Timothy J. White of the Air Force Research Laboratory, in Ohio, and colleagues made the mirror out of materials called cholesteric liquid crystals (CLCs). These liquid crystals are made of molecules that arrange themselves into a helical structure. The range of wavelengths the CLCs reflect depends in part on the separation between molecules in the crystal. Usually CLCs reflect a narrow wavelength range of about 50 to 100 nm. White’s team used applied voltages to broaden this range to about 600 nm, wider than the visible spectrum, meaning the liquid crystals reflected enough wavelengths that they became mirrors.
The team prepared the CLCs with commercially available components used for making liquid crystals. They combined a liquid-crystal diacrylate monomer, dopants that make crystals with a right- or left-handed twist, and a mixture of compounds that serve as a host to keep the liquid-crystal molecules in the helical structure. In a typical liquid crystal with a different type of host, applying an electric current would cause the molecules to shift position. The researchers then added a small amount of a photoinitiator to the mixture and polymerized the material with ultraviolet light. The temperature at which they polymerized the CLCs dictated the center point of the wavelengths reflected.
Because a CLC will only reflect light with a polarization that matches the handedness of its helices, the researchers made a right- and left-handed crystal and then stacked them together to reflect all of the incoming light.
As they applied an increasing voltage to the device, the reflected wavelengths broadened symmetrically around the center wavelength, altering the returned color. The researchers hypothesize that turning up the voltage physically stretches the polymer network, widening the gap between the molecules in the helical structure. To go from almost transparent to mirrorlike took an 80-V jump.
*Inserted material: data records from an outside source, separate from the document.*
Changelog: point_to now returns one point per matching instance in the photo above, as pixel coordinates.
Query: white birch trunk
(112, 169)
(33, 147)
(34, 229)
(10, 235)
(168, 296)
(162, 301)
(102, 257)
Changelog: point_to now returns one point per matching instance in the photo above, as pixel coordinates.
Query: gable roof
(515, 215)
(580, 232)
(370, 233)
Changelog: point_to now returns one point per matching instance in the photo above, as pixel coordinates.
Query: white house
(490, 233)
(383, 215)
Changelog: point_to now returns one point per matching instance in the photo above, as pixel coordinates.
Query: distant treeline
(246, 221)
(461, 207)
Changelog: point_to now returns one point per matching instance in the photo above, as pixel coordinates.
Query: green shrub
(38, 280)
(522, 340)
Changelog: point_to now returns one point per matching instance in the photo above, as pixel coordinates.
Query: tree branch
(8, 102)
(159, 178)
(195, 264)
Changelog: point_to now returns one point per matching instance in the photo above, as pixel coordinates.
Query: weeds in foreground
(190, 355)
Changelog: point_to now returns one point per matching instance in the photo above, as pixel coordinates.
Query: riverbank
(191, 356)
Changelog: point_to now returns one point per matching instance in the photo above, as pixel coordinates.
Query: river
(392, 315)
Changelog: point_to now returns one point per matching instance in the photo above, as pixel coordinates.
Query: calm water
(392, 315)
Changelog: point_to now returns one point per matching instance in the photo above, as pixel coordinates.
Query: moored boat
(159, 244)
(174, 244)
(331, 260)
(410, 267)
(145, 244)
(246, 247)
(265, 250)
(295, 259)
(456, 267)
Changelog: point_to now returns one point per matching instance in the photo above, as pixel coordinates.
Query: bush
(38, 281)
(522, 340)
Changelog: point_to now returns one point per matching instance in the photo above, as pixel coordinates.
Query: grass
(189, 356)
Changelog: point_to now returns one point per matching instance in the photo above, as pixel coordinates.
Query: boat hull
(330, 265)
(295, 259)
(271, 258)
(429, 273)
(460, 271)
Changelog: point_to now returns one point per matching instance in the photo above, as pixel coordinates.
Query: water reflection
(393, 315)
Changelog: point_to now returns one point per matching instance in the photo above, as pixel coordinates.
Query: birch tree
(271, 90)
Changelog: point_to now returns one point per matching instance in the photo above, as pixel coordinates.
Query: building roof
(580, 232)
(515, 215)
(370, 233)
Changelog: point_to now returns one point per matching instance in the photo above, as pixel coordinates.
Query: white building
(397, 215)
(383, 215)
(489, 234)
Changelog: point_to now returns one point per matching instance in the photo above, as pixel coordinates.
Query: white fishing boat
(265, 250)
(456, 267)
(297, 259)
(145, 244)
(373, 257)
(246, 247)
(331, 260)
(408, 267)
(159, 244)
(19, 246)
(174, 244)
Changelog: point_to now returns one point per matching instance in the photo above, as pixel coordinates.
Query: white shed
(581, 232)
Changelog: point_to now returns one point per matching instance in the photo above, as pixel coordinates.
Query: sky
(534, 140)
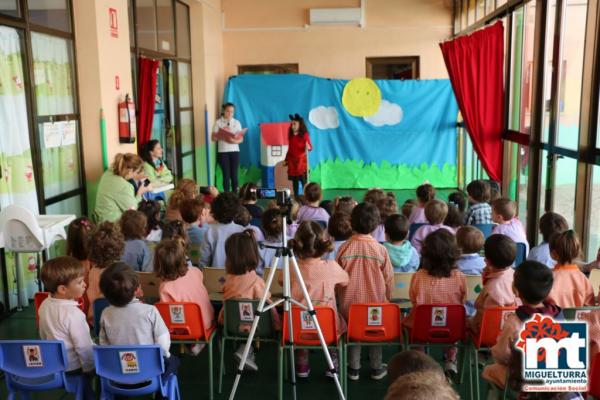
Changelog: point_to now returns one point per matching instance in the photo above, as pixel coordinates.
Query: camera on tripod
(282, 197)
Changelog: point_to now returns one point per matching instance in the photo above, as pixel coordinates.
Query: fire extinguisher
(127, 126)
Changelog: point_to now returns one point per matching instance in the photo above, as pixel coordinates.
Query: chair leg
(221, 365)
(210, 370)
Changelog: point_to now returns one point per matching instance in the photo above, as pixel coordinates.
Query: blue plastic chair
(486, 229)
(412, 229)
(133, 371)
(99, 305)
(521, 253)
(46, 370)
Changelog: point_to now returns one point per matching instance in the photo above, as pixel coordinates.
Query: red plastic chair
(373, 324)
(306, 336)
(184, 321)
(491, 326)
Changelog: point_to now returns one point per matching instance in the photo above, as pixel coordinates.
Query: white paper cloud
(388, 114)
(324, 117)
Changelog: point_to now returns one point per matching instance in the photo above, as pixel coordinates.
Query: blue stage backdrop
(410, 139)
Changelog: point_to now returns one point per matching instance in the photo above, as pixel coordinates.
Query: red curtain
(475, 64)
(148, 71)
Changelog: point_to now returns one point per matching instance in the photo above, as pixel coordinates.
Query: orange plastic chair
(306, 337)
(184, 321)
(594, 378)
(373, 324)
(440, 325)
(491, 326)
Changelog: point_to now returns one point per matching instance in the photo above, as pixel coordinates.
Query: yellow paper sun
(361, 97)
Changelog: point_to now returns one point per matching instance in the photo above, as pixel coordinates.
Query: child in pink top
(571, 287)
(241, 281)
(438, 281)
(107, 244)
(371, 279)
(425, 193)
(500, 254)
(435, 211)
(321, 278)
(181, 283)
(504, 213)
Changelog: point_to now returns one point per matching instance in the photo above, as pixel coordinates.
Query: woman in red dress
(295, 159)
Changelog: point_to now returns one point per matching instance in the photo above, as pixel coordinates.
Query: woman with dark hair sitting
(154, 166)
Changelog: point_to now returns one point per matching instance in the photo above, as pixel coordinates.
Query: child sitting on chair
(550, 223)
(136, 254)
(59, 315)
(504, 213)
(127, 321)
(425, 193)
(311, 211)
(435, 212)
(181, 283)
(571, 287)
(500, 254)
(438, 281)
(241, 281)
(532, 283)
(371, 280)
(321, 277)
(340, 230)
(403, 255)
(479, 211)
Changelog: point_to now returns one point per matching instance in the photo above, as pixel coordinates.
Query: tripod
(287, 301)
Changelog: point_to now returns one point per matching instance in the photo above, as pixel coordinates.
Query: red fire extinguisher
(127, 125)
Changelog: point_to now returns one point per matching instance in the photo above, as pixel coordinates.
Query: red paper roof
(274, 133)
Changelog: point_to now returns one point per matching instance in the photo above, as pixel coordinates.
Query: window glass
(563, 191)
(571, 73)
(594, 217)
(50, 13)
(146, 24)
(9, 7)
(53, 74)
(166, 26)
(183, 30)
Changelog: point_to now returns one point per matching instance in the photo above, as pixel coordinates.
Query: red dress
(296, 155)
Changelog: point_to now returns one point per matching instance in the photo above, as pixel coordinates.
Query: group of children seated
(347, 253)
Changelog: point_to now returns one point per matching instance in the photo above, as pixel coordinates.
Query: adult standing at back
(228, 150)
(115, 194)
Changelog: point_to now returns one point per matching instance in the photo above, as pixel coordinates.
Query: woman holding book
(228, 134)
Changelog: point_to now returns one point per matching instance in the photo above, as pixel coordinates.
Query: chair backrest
(474, 286)
(521, 253)
(594, 378)
(214, 278)
(129, 364)
(276, 288)
(22, 232)
(486, 229)
(304, 331)
(193, 252)
(99, 305)
(492, 323)
(595, 280)
(33, 358)
(183, 319)
(38, 299)
(575, 314)
(401, 285)
(238, 316)
(374, 323)
(438, 323)
(149, 283)
(412, 229)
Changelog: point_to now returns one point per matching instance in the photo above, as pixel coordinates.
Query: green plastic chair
(236, 327)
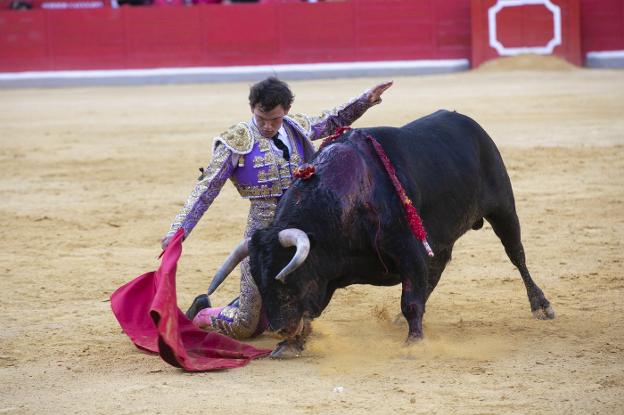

The switching speed is very slow compared to standard liquid crystals—about 25 seconds to turn the reflection on and 10 seconds to switch it off. Applying an extra 15- or 30-V burst for a second or so at the beginning can speed those times to about two seconds, fast enough to change the properties of a smart window or to switch a tablet screen from transmissive to reflective. There may be ways, though, to speed up the material’s transition, which would be necessary for displays such as computer or TV screens, White says.
D. J. Broer, a chemist at Eindhoven University of Technology, in the Netherlands, who also works on CLCs, thinks the liquid crystals could be “a useful new approach for smart windows.” But he worries that using two stacked liquid crystals might prove expensive for buildings.